If you want a full-fledged costume, you can try and scavenge your local Don Quijote, but cheaper finds might be rare. In general, girls have it easier when looking for costumes. If you are someone who plans in advance, check out Amazon and Rakuten: you will be able to find some basic costumes (for example nurse or police woman) for less than ¥1,000. In this case, the research becomes easier if you already have some ideas about what to be!

If your Japanese is good, you can also try auction and private sales websites and apps like Yahoo Auctions and Mercari, where you might be able to find second-hand costumes in good condition.

For girls, another shop to consider is Bodyline. While famous for its Lolita clothing, the shop also has an extensive selection of costumes on the cheap. Be aware that the sizes tend to be on the smaller side, and you cannot try them on. The shop sells online goods, but also has physical locations in Harajuku, Nagoya and Osaka.

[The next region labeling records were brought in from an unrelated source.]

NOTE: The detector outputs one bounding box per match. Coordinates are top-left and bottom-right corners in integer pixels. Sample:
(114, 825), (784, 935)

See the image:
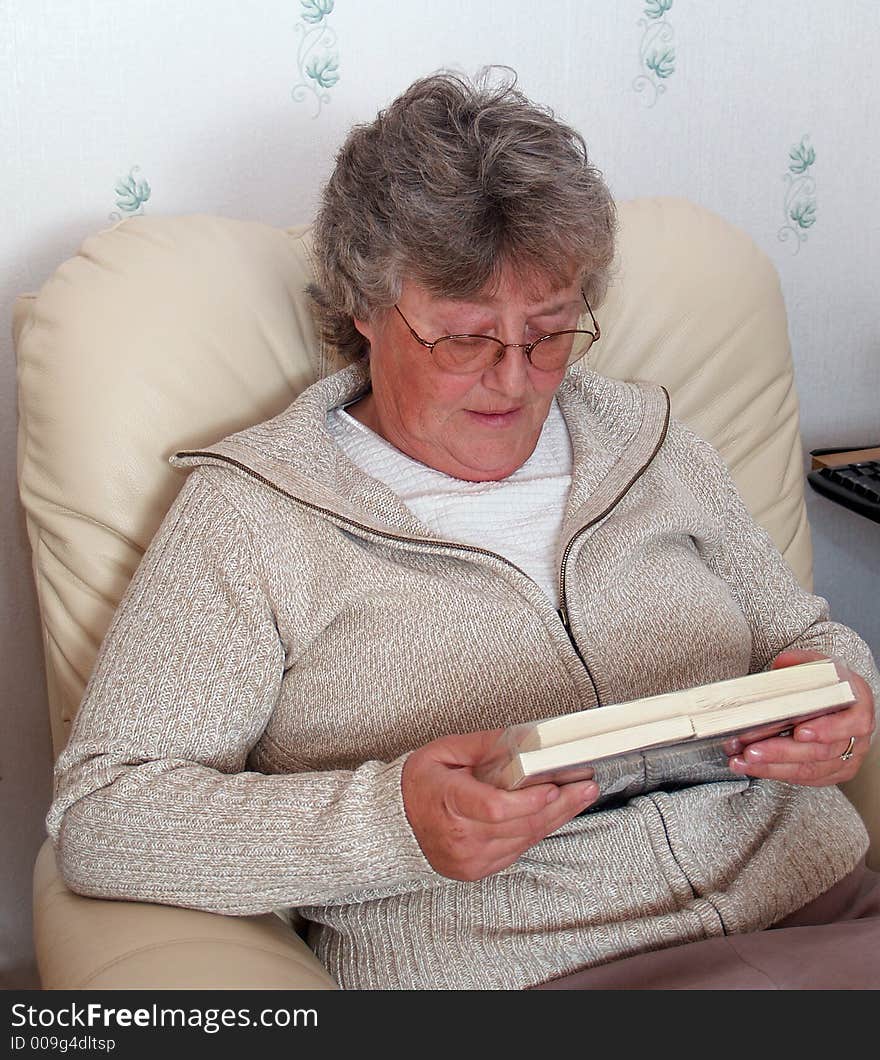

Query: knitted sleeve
(47, 473), (436, 915)
(670, 423), (880, 703)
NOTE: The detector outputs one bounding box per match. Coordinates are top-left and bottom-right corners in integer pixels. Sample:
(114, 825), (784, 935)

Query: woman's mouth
(468, 406), (522, 427)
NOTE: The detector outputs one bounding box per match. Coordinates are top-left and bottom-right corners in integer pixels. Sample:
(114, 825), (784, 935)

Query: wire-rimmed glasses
(394, 292), (601, 375)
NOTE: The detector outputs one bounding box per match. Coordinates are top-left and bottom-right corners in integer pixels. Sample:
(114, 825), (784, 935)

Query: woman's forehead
(402, 271), (581, 312)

Finally, you can hit your local thrift shop and get creative with making movie and anime character costumes! Cheap second-hand clothing store chains like Mode Off, Tanpopo House and Don Don Down have clothes that you can rip and alter for as low as ¥100 a piece.

Once you’re all prepped with your fancy yet cheap costume, the next thing to decide is hitting the streets or taking part in cheapo events! Be aware that in 2016, October 31 falls on a Monday. So given the well-known Japanese work ethic, a lot of the partying will likely happen on October 29, 2106, which is on a Saturday.

In recent years, people have been gathering in Shibuya on Halloween night and filling the streets, showing off their costumes. While this is probably the cheapest option, be aware that the place is chaotic and later trains tend to be packed, so plan accordingly.

Other neighborhoods in Tokyo have daytime parades or early evening events for Halloween. For many, registration and a small fee are required. Among the best known:

Kawasaki Halloween Parade (Cost: ¥1,000, registration required)
Roppongi Hills Halloween Parade (registration required)
Ueno Halloween (registration fee for the parade is ¥2,500, but the area offers free events like idol concerts, a fashion show and free spooky workshops)
T-Spook in Odaiba (this event includes a parade with famous guests and concerts. While the concert tickets seem to be sold out, you can still buy tickets for the parade for ¥1,500)
Bakanako Parade in Kagurazaka (while free, it takes place earlier in the month, usually in the second week of October)

Most of the aforementioned parades welcome kids, and there are some others reserved for the tiny people, like the Halloween Omotesando Parade or the Futako-Tamagawa Shopping Center Halloween Event, Yuteji Halloween, Nakameguro Halloween and the Kichijoji Halloween Festa.